El sistema financiero está lleno de agujeros. AIG, bajo tutela del Gobierno -con el 80% del accionariado- desde septiembre, negocia una nueva inyección de fondos públicos para evitar su colapso. Las pérdidas de la aseguradora pueden alcanzar los 60.000 millones de dólares (47.175 millones de euros).

Para Bernanke, los riesgos al crecimiento siguen pesando en la balanza más que los factores positivos, como la vivienda, donde la caída de precios continúa, a una media del 18,2% anual en las 20 mayores ciudades. El banco central proyecta una contracción -que califica de severa- de entre el 0,5% y el 1,3% del PIB para 2009. Aun así, cree que se verá la luz al final de túnel.
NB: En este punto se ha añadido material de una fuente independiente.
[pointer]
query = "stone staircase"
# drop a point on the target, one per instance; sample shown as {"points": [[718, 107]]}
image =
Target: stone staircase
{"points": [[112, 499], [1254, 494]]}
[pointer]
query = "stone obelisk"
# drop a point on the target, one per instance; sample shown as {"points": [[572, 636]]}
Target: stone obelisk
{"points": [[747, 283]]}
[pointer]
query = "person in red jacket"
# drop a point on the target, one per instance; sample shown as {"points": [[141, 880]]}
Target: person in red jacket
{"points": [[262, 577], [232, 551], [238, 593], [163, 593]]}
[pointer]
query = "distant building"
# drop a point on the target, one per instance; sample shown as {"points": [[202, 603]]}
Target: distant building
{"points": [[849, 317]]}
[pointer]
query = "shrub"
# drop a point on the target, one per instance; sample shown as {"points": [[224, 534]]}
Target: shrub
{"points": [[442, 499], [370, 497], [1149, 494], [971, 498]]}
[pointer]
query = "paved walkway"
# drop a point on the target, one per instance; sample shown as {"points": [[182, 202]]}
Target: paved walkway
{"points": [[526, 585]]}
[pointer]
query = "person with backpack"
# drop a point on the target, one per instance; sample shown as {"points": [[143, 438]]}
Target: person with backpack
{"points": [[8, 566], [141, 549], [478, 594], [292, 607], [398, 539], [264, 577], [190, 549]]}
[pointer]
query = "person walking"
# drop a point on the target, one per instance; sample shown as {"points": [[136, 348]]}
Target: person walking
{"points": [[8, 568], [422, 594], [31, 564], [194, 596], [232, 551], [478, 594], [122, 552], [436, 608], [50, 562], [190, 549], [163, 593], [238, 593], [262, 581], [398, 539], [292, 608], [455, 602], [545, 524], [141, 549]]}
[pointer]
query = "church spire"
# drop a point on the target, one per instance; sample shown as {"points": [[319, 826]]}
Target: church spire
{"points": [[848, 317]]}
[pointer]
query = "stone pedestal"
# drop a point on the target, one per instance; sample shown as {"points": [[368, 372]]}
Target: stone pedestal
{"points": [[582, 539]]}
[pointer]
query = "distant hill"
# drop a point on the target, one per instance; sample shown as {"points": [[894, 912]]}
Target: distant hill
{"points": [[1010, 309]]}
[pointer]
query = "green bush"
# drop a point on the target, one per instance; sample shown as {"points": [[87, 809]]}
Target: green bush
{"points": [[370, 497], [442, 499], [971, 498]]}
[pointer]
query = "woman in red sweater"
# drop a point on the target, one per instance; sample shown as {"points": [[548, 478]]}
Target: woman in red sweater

"La economía estará cada vez más apoyada por los estímulos fiscales y monetarios, el abaratamiento de la energía y una mejor alineación de los inventarios y las ventas, además de un incremento de la disponibilidad del crédito", explicó. Así la recesión podría acabar este año, para repuntar en 2010 a un crecimiento entre el 2,5% y el 3,25%, y un punto más para 2011.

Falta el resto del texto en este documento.